Habiart Foundation is privileged to be the Art & Culture Partners for One Globe 2012, a unique initiative for Uniting Knowledge Communities.

Education, Aristotle said, is the best provision for old age. Learning though, isn’t the sole domain of youth. Acquisition of knowledge, which may acquire a sheer veneer of wisdom over the years, isn’t a clearly delineated process. Often it needs, a rolling up of sleeves, some messy smudging of outlines and boundaries, and at other times, a fresh start altogether. Not unlike art.

For young people still beginning the journey that will join them to their future selves, the path can appear daunting, more an endless spiral staircase than a bridge to betterment. For some, the challenge lies in identifying their own centre and finding points of intersection with the world beyond.
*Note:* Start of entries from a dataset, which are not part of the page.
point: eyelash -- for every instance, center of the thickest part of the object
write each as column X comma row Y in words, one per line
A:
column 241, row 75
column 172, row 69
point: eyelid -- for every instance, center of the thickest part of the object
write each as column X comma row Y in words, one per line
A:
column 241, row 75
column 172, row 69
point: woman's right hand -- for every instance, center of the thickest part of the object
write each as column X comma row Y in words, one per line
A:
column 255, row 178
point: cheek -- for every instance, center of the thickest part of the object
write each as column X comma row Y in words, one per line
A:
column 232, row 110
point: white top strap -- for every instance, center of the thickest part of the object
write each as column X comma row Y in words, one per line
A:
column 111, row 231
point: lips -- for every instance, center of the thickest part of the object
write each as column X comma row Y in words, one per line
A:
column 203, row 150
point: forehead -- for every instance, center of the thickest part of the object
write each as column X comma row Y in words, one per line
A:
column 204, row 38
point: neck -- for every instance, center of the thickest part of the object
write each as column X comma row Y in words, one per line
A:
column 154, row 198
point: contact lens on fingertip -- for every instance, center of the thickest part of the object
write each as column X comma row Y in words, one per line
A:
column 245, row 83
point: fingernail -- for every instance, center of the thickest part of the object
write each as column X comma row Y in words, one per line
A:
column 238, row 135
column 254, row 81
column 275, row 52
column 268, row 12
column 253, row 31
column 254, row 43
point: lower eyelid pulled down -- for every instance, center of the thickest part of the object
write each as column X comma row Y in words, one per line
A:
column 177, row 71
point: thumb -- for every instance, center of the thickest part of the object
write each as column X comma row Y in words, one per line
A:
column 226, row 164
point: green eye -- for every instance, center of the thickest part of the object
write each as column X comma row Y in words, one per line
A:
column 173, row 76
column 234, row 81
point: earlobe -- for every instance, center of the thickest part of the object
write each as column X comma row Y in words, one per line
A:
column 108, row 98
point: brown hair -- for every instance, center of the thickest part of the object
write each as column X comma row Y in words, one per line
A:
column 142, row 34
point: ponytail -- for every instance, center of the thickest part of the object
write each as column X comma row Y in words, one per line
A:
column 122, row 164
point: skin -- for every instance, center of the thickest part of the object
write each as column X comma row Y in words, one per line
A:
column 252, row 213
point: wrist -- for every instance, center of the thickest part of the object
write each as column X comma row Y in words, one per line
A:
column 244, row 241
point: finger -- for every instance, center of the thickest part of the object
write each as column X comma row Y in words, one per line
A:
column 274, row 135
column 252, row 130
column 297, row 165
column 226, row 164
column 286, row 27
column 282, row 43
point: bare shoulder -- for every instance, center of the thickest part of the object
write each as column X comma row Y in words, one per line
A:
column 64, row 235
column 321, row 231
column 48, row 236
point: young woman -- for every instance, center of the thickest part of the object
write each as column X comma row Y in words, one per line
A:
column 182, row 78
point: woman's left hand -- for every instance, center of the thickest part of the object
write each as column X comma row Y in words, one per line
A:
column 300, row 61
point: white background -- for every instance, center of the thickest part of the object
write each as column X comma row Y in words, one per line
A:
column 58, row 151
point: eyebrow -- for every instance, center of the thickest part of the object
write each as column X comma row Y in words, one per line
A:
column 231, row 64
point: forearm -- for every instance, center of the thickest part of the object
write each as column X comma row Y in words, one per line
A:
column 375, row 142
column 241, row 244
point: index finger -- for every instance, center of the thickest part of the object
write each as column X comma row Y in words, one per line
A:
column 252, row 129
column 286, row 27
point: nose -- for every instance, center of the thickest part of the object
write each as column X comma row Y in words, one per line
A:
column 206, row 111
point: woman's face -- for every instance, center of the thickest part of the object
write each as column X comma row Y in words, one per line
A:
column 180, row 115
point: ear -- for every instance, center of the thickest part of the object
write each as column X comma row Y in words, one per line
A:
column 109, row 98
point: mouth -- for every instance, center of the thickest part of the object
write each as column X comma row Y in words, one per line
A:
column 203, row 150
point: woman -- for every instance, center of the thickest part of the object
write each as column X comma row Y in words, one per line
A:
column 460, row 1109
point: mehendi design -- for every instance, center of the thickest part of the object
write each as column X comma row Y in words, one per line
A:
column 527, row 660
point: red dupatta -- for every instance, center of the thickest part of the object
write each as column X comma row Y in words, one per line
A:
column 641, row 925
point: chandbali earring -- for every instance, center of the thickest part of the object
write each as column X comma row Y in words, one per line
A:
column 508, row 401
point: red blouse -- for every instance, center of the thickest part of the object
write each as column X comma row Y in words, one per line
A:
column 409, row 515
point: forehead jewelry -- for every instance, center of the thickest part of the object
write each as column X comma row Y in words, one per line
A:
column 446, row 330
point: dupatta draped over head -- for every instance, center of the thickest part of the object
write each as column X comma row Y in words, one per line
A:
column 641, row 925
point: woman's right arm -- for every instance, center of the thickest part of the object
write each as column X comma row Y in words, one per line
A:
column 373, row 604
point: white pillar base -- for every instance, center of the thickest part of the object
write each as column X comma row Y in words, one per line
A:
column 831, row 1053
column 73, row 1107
Habiart Foundation presents this short series of artworks as benign beacons in the quest for knowledge, a buttress for the bridge that Aristotle propounded. The intention is not only to illuminate perspectives that are other than ours but hope to recall viewpoints, inspirations, ambitions that we cherished collectively under the blurred miasma of youth, but have perhaps abandoned in a progressive narrowing of choices. The faces and figures on display here share an agenda with the knowledge communities that are being reshaped inside.
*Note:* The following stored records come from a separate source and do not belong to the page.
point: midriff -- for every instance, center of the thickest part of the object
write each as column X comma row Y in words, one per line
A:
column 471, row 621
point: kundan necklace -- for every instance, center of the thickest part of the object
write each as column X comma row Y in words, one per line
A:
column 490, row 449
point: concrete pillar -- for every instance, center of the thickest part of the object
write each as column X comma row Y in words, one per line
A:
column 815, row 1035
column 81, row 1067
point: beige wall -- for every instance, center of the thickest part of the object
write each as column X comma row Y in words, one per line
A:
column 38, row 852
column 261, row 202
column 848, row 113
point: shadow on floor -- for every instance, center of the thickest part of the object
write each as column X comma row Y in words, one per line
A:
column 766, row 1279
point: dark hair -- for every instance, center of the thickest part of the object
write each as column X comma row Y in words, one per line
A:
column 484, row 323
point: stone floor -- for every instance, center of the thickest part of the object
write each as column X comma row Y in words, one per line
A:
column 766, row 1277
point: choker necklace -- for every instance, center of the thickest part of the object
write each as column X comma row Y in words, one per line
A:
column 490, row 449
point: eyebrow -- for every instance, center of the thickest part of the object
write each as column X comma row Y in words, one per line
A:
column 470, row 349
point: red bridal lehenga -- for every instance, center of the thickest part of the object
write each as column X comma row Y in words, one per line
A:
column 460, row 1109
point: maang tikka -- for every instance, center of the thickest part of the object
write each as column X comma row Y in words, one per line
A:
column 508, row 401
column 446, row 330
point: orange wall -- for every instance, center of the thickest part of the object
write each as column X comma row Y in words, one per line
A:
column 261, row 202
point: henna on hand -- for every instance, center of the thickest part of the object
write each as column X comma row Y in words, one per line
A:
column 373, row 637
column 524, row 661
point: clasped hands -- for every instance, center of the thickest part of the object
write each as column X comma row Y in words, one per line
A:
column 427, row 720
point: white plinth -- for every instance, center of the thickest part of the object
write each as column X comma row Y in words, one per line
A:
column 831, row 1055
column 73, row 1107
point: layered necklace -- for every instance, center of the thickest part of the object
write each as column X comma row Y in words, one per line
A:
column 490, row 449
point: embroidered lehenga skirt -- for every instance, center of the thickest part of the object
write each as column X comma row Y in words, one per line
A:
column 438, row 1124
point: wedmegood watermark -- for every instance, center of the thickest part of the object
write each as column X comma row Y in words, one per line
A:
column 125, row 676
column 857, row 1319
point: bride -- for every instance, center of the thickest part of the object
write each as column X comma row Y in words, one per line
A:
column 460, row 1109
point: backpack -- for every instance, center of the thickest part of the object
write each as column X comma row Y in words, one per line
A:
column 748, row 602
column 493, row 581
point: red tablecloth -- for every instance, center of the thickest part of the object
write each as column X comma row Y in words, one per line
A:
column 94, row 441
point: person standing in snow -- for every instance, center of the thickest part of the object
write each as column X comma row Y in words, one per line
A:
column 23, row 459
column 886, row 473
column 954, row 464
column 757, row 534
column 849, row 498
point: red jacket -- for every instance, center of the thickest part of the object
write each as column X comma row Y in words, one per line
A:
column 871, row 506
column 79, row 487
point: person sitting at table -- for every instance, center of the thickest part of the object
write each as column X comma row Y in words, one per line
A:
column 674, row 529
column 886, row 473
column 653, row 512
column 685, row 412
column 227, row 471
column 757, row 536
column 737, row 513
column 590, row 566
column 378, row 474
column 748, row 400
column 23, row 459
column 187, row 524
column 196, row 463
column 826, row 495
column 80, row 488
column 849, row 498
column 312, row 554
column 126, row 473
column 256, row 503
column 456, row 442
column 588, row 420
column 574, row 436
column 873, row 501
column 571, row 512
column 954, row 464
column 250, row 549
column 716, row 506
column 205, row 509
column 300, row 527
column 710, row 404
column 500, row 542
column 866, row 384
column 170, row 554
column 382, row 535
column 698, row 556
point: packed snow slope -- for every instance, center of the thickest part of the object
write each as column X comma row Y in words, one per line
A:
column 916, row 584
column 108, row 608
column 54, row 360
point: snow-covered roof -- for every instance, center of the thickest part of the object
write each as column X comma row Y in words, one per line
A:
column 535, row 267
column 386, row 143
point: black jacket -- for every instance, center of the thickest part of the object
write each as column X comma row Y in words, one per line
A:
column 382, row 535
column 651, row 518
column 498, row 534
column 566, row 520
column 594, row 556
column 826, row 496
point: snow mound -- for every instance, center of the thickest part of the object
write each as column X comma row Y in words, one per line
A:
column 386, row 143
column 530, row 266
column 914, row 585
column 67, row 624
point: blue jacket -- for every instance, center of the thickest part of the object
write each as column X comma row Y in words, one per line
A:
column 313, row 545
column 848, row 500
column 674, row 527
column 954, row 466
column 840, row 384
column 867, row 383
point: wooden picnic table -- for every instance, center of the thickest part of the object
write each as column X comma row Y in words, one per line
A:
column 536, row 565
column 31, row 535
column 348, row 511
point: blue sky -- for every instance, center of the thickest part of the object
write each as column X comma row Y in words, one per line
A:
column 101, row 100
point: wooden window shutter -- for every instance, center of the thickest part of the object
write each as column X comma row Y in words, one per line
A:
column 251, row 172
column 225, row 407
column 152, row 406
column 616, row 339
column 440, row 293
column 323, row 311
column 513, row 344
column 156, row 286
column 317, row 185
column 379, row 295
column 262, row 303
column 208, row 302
Laxman Aelay’s moment of captured coyness is also an epiphany on how communication can close gaps. If Diptish Ghosh projects a moment of triumph, he also elucidates how vulnerable we are in our moment of accomplishment. Limbs akimbo we are flailing, partially lifted into a blue sky, but inexorably falling into a shadowed red. Mousumi Biswas creates a desert dreamland, which contains as much aspiration and hope as in a little boy’s unquenchable smile.
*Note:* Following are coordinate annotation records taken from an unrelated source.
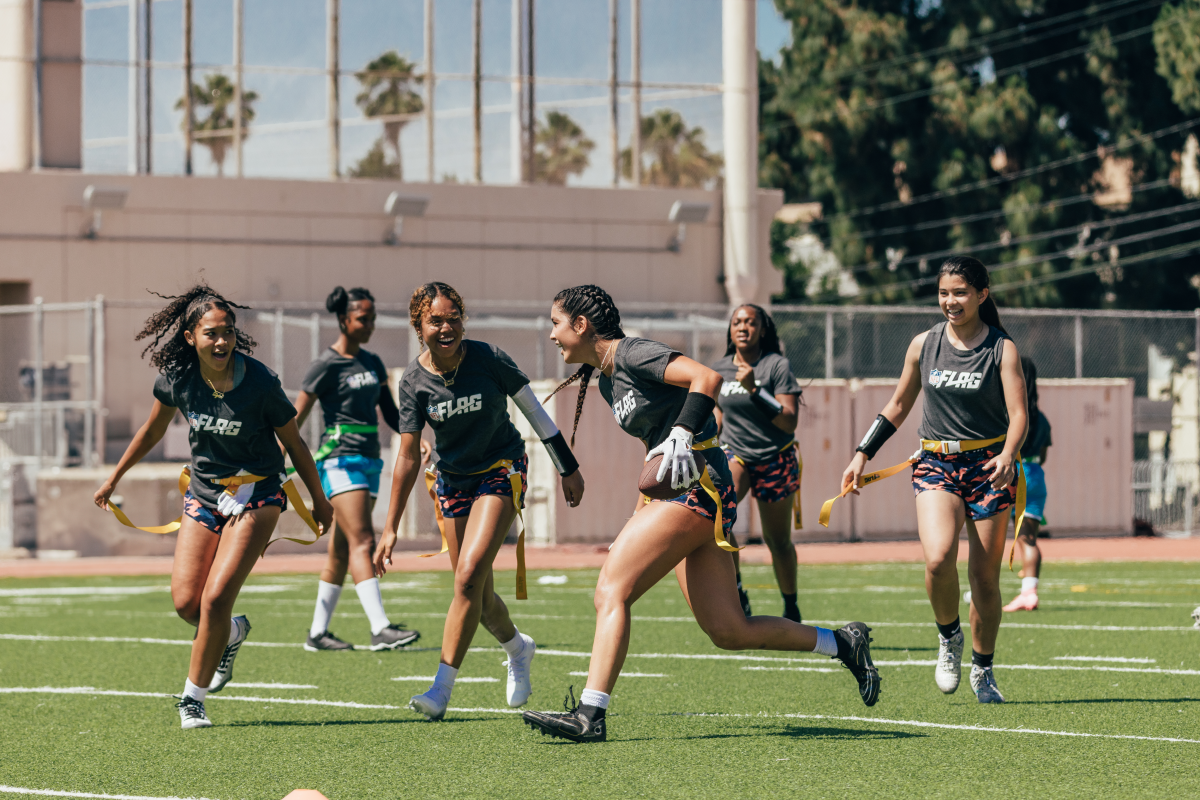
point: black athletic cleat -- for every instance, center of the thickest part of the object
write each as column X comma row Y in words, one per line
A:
column 855, row 654
column 327, row 641
column 575, row 725
column 225, row 669
column 393, row 637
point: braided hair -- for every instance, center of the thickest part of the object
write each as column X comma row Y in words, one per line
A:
column 424, row 298
column 339, row 300
column 181, row 314
column 593, row 304
column 768, row 338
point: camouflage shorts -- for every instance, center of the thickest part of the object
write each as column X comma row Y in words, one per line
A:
column 215, row 521
column 460, row 492
column 774, row 480
column 964, row 475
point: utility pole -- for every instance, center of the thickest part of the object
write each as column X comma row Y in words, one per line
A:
column 189, row 119
column 333, row 108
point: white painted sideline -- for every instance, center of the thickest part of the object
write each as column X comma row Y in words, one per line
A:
column 57, row 793
column 912, row 723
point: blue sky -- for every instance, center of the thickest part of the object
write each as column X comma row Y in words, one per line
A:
column 681, row 43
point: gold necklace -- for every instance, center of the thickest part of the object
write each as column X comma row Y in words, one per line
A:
column 462, row 354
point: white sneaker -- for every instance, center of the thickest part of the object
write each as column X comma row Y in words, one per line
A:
column 191, row 714
column 432, row 704
column 519, row 673
column 949, row 662
column 984, row 685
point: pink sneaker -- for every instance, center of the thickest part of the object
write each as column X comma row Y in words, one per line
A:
column 1026, row 601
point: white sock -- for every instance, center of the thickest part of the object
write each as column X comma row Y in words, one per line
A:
column 827, row 643
column 328, row 594
column 192, row 690
column 515, row 645
column 592, row 697
column 372, row 603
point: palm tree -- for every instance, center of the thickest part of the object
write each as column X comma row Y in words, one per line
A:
column 216, row 96
column 562, row 149
column 388, row 95
column 678, row 155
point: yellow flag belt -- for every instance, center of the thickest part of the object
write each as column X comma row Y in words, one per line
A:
column 935, row 446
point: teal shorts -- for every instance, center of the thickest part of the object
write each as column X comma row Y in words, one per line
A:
column 349, row 474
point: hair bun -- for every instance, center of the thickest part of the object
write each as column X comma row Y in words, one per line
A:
column 336, row 301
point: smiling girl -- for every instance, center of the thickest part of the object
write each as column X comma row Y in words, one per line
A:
column 461, row 388
column 971, row 431
column 235, row 409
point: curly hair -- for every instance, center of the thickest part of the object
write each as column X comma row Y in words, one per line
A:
column 183, row 313
column 339, row 300
column 593, row 304
column 768, row 338
column 424, row 298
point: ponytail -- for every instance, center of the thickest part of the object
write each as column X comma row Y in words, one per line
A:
column 976, row 275
column 597, row 306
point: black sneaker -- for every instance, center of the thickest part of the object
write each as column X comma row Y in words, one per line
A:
column 191, row 714
column 855, row 654
column 327, row 641
column 393, row 637
column 225, row 669
column 575, row 725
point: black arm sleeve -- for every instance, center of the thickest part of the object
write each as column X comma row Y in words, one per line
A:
column 880, row 432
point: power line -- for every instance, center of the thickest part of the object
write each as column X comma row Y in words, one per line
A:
column 1096, row 224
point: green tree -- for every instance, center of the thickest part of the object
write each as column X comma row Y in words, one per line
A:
column 889, row 113
column 213, row 109
column 677, row 154
column 562, row 149
column 388, row 95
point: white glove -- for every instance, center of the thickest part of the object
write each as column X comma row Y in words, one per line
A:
column 231, row 505
column 676, row 451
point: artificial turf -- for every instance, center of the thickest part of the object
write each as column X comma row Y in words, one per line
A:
column 689, row 727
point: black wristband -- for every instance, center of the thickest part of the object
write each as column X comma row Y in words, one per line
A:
column 772, row 408
column 695, row 411
column 561, row 453
column 880, row 432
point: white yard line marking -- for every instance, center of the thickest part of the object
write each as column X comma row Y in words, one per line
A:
column 271, row 685
column 917, row 723
column 625, row 674
column 1115, row 659
column 57, row 793
column 457, row 680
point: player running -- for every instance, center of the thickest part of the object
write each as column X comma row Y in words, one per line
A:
column 972, row 426
column 460, row 388
column 667, row 401
column 235, row 408
column 351, row 384
column 1033, row 458
column 756, row 419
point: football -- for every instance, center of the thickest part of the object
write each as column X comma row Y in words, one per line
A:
column 649, row 486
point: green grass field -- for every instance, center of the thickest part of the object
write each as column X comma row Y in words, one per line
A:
column 696, row 722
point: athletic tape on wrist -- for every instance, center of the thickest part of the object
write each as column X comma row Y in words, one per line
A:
column 695, row 411
column 880, row 432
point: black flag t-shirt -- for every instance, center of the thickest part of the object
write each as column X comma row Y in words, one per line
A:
column 645, row 405
column 348, row 389
column 469, row 419
column 747, row 429
column 233, row 432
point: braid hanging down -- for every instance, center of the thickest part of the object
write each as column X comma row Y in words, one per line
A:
column 593, row 304
column 184, row 313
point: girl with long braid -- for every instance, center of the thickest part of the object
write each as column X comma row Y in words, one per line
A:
column 460, row 388
column 666, row 400
column 235, row 409
column 756, row 415
column 966, row 470
column 351, row 383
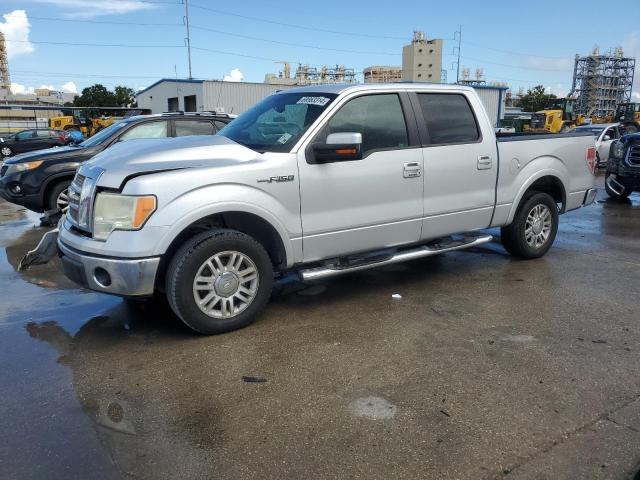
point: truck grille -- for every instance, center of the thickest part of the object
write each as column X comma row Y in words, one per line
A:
column 633, row 157
column 74, row 197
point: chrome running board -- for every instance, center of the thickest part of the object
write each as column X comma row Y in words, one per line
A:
column 615, row 185
column 401, row 256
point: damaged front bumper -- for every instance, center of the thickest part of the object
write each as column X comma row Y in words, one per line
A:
column 123, row 277
column 131, row 277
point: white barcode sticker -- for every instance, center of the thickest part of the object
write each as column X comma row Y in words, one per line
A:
column 319, row 101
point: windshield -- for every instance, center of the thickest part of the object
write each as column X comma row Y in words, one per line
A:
column 595, row 131
column 276, row 123
column 103, row 135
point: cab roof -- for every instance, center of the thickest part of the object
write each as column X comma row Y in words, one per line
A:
column 338, row 88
A heart breaking work like Ghulam Rasul'sThe Child offers more than mere commentary on the exclusions of education. The bright pointillist brushstrokes of the child shrouded in an electric blue are buoyant and exuberant. Yet against a sere beige backdrop, his face and his form speak of a different shade of blue altogether, and tell a story of desolation. In a controverting of colour codes, Swaroop Basak uses mellow earth tones and bleak grays to move us into exuberance. The flexible figures spanning the globe are freed from weighted bounds, physically liberated, as if life can be lived without constraint. While Saptarshi Naskar drives home what is precisely the point of our endeavours; that final rewarding smile, even on a young face that is already lined with cares beyond her years.

These wonderfully varied works together amplify our understanding, possibly deepen the conversation of how knowledge sown and harvested here can be scattered beyond. Seen together, these paintings centre our own purpose and remind us that at the heart of education lie children, each with a uniquely constrained situation, yet unfettered by hope.